The series became a bestselling book, increasing Anderson’s profile as an incisive commentator with biting wit but very little malice.
Breaking through with ‘7th Heaven’
Anderson grew up watching and rewatching movies — sometimes multiple times in a row — but today is the “type of person that can’t do the same thing for too long.” After exploring all of the gay science he could imagine, Anderson found a new calling in revisiting television from his youth. Enter the moralizing family drama “7th Heaven.”
“[Recapping] ‘7th Heaven’ really was my stepping stone into finding this voice. I can take nostalgic things that people love, or don’t love, and bring them back up in a way that roasts them lightly,” he says. “It’s my hyper-critical Virgo mind: Instead of being the downer at a party that points out all the things that suck and why we should leave, I’m still pointing them out, but in a way that makes us want to stay.”
Regardless of whether you grew up with the show, many episodes of “7th Heaven” have plotlines worth revisiting, if only for their insanity and cultural obsolescence. Just see Anderson’s thoughts on plotlines about Black allyship, the time the youngest Camden child became xenophobic, the dangers of hickeys, and a very special MLK Day episode where a white guy becomes a victim of racism. Members of the cast have seen Anderson’s reels, and Beverley Mitchell (Lucy) even collaborated with Anderson on a video where her character goes to therapy.
As he’s expanded his recaps into other television and film series, Anderson has found fans in the actors themselves. “It’s roasting something they did, and they still appreciate the perspective of it all.”

Rob Anderson on stage for his one-man show “Are You Afraid of the ‘90s?”
(Varun Mummadi)
The nostalgia king
Anderson’s niche of nostalgiacore is uniquely millennial: His generation can look in the rearview sooner than ever before and grew up with an incredible amount of targeted media that’s ripe for dissection.
“The reason why I started revisiting these things is the same reason why people enjoy what I’m saying about them. It’s a walk backward into a time that was pleasant. … Nostalgia is a real powerful drug,” he says.
Anderson typically watches at least two films or shows a day, though he told People that he can watch up to 10 hours of media daily.
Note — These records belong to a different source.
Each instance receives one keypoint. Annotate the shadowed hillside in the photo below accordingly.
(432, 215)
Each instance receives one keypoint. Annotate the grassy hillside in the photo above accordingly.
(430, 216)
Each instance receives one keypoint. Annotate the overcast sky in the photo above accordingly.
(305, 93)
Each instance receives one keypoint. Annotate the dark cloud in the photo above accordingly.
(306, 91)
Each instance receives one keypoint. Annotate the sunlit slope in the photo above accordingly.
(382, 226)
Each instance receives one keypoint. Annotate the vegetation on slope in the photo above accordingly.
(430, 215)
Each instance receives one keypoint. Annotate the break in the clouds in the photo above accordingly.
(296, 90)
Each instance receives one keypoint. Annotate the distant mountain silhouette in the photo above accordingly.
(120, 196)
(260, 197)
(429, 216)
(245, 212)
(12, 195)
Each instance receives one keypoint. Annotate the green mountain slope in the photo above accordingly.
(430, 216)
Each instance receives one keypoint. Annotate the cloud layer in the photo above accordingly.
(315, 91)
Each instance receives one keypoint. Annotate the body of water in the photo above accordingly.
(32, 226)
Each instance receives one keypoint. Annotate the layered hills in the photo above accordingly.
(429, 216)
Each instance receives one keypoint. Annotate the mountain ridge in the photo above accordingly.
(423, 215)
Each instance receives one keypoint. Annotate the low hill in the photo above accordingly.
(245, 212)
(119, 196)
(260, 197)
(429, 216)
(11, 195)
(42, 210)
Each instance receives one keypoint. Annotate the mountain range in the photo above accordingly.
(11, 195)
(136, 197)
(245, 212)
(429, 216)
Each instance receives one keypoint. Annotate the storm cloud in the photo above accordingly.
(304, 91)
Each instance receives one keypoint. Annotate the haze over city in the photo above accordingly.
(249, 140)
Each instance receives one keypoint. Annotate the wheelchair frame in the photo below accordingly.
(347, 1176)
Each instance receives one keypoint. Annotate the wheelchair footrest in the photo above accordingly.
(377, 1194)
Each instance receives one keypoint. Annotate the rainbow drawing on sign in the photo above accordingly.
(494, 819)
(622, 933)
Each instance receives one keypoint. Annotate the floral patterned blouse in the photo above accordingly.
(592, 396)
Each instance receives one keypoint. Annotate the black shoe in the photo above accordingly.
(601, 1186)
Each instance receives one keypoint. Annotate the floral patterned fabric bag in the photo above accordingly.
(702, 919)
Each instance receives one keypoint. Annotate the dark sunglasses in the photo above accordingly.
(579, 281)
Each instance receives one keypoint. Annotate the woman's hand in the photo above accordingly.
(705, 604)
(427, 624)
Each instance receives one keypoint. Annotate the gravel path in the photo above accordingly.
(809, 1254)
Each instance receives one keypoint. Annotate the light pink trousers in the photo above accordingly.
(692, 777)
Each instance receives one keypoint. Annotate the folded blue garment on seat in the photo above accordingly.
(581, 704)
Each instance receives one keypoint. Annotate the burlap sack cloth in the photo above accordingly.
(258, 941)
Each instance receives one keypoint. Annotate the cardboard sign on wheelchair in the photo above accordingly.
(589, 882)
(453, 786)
He has lists of shows and films from childhood to revisit, and regularly scans his DMs — he gets 50 to 100 a day — for suggestions. Shows of the era, Anderson finds, often tackled difficult subjects in the worst way possible, but “they really meant well.”
“There were so many sitcoms being aired at one time, and they were all trying to be the thing that people talked about,” Anderson says, adding that today’s media landscape is more fragmented. “We watched them because that was what we had, and so it brings us all together.”
In “Are You Afraid of the ’90s?” — which is segmented into themes about alcoholism and drug addiction, teenage pregnancy, racism, LGBTQ, age gaps and power dynamics — Anderson reviews an episode of the beloved “Boy Meets World” where Cory and his best friend Shawn drink alcohol for the first time.
“Twenty-four hours later, Shawn is a full-blown alcoholic. He gets kicked out of school for being drunk. They have an intervention that they staged for him all in one day,” Anderson recalls. “When you’re a kid, you just kind of assume that’s how it works.”
Anderson will wrap his tour and promotion of a comedy special in the spring but says he doesn’t think more than a year or two into the future. The stage, social, and commentary opportunities are all possibilities rooted in Anderson’s ability to hone his voice and perspective.
“It’s really eye-opening to be myself entirely and have people appreciate it,” he notes. “I’ve created characters and sketches. To see my thoughts on things be the thing that people love most [has] been really, really exciting.”